House debates

Wednesday, 19 September 2007

Social Security Legislation Amendment (2007 Budget Measures for Students) Bill 2007

Second Reading

6:14 pm

Photo of Wilson TuckeyWilson Tuckey (O'Connor, Liberal Party) Share this | Hansard source

The Social Security Legislation Amendment (2007 Budget Measures for Students) Bill 2007 is primarily about financial matters that endorse budget promises that were designed to improve the fairness and administrative flexibility of certain social security assistance applicable to tertiary students. The measures total almost $130 million over a four-year period. One measure provides $86.9 million for extending rent assistance to Austudy and $43.3 million for youth allowance and Austudy for master’s degree courses. These measures are to be welcomed, and it is obvious that the opposition, in preparing some amendments, have gone down the pious amendment road once more, because, having welcomed certain aspects of the bill, they have taken the opportunity to raise issues regarding HECS payments. HECS, of course, was an invention of the Hawke Labor government and was supported at the time by the then Liberal opposition on the simple grounds that it had become patently obvious that the Whitlam free university experiment had failed. It failed because it became beyond the resources of this parliament and the Australian taxpayer to finance it. It also became patently obvious that the grand plan that every poor kid would go to university because it was free was not to materialise; in fact, the very generous scheme introduced by the Whitlam government became middle-class welfare.

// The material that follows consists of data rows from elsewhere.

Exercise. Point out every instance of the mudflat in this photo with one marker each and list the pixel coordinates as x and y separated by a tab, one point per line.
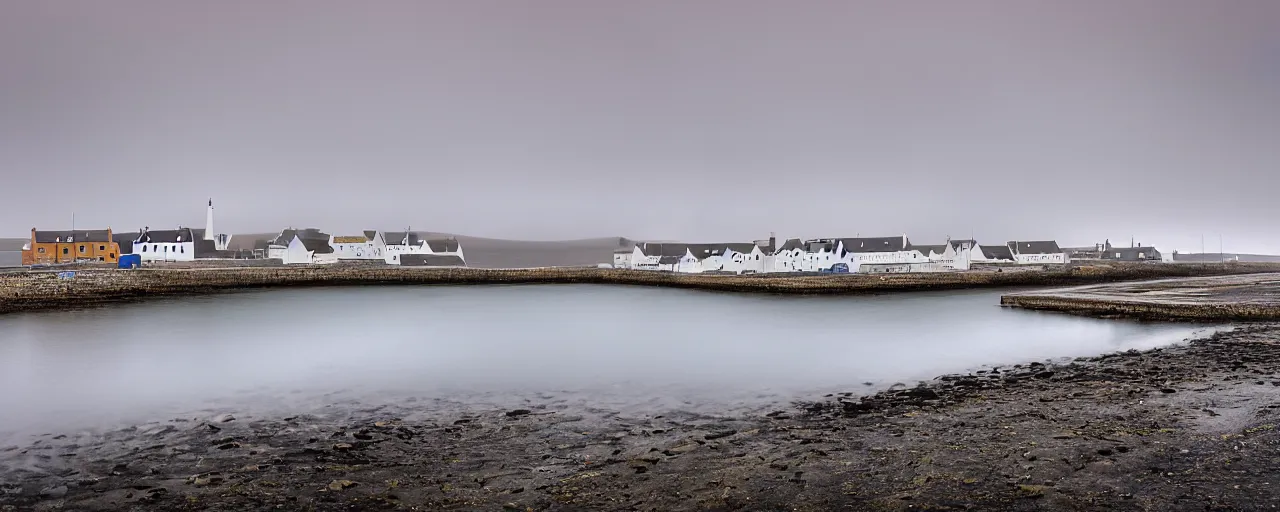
1183	428
1228	297
33	291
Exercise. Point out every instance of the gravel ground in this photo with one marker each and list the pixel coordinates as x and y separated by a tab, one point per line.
1184	428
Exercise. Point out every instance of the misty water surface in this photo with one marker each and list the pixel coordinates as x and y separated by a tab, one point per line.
612	346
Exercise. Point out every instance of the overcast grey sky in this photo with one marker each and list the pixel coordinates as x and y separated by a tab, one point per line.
650	119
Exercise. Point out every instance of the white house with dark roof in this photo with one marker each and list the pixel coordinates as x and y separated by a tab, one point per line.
698	257
622	257
819	255
169	245
368	246
789	257
446	247
1037	252
411	243
309	251
878	250
278	247
439	261
728	257
403	243
993	255
663	256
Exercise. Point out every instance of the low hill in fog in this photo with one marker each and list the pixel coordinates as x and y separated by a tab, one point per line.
498	254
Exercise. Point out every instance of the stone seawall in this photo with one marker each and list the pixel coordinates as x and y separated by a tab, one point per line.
1253	297
1207	312
42	289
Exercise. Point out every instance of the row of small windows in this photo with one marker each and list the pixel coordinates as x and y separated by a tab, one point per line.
155	247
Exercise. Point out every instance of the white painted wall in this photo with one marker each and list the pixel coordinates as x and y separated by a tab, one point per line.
639	260
296	254
622	260
855	259
734	261
368	250
393	251
1057	257
181	251
790	260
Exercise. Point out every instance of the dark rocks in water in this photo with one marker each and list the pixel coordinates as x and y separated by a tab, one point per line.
720	434
53	492
922	393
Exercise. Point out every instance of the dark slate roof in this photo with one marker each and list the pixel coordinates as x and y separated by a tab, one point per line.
703	251
1130	251
318	246
926	250
432	260
791	245
397	238
443	245
165	236
309	233
663	248
78	236
874	245
1036	247
997	252
816	246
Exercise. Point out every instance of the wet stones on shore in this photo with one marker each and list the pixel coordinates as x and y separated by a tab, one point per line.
1095	433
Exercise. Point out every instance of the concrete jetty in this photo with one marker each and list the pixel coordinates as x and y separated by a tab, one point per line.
1253	297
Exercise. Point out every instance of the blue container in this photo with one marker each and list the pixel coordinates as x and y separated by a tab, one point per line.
131	261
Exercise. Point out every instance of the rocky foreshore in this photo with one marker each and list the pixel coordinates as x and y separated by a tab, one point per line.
1253	297
36	291
1184	428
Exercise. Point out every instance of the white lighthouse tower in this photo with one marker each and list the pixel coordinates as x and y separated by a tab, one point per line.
220	241
209	220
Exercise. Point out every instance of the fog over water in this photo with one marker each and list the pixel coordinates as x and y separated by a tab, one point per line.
282	351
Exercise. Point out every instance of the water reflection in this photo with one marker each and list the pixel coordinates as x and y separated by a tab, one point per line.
286	348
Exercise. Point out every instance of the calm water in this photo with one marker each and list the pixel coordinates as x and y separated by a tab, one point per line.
609	346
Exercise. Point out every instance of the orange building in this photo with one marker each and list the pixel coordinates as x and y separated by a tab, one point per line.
68	247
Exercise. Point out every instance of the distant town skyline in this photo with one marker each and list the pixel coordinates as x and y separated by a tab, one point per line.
696	120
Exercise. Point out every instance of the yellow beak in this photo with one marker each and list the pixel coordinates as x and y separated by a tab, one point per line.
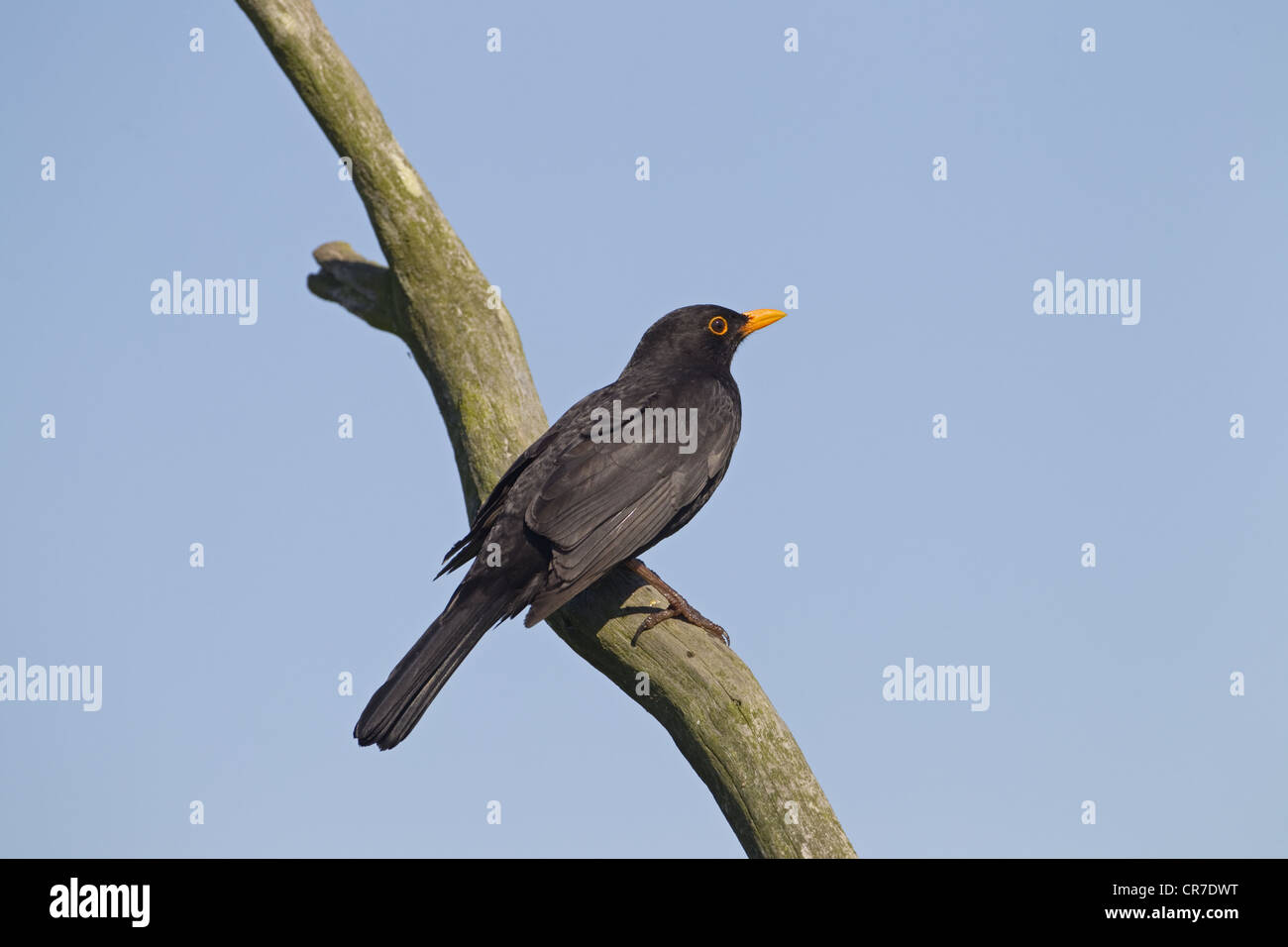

One might wonder, therefore, about this pious amendment by which the opposition want to revert to their pleadings with regard to HECS. HECS is their own invention, and of course they remind us that the cost of a university degree has increased students’ HECS debts by between $7,000 and $530,000. As I recollect, since the introduction of HECS the income threshold before people have to repay HECS has gone from about $15,000 to about $37,000. Where is the creative arithmetic? It so happens that the value of a home in that period has gone up three or four times. So why bother to move an amendment that recognises the obvious and tries to lay some sort of blame on government administration?

A similar comment could apply to the 100 university degrees costing more than $100,000. Of course, we believe in payment for excellence. Excellence is a fundamental of university education, and I assume that during the same period the cost of professors, tutors and people with doctorates who work in the universities and of all the other people associated with them has also gone up, and it is not necessarily the responsibility of the government. HECS has also tripled. That might mean that there are a lot more kids going to university, and there was a period of high youth unemployment when many did. But again, those figures do not tell us exactly how much of that money anybody is responsible to repay. If, for instance, a person does not enter the workforce, goes overseas or takes other options, that money remains unpaid under the law as it is written.

This also raises another point, about which a previous minister for education was at pains to remind this House: there are very extensive benefits for people who undertake a university degree. Salaries at the lowest level can be $40,000 while people in certain other jobs and professions might never achieve that income level, even as a mature-age worker. There are those who do, but when one looks at a lot of the lower paid jobs—maybe even those associated with someone who has paid up-front fees to get a diploma at TAFE—they do not earn that sort of money. One would think it only reasonable to ask people to repay to the taxpayer—not the government—some of the assistance that the taxpayer has provided that allowed them to earn above-average incomes and sometimes very excellent incomes. Please remember that HECS relates to only 25 per cent of the total cost of delivering certain degrees.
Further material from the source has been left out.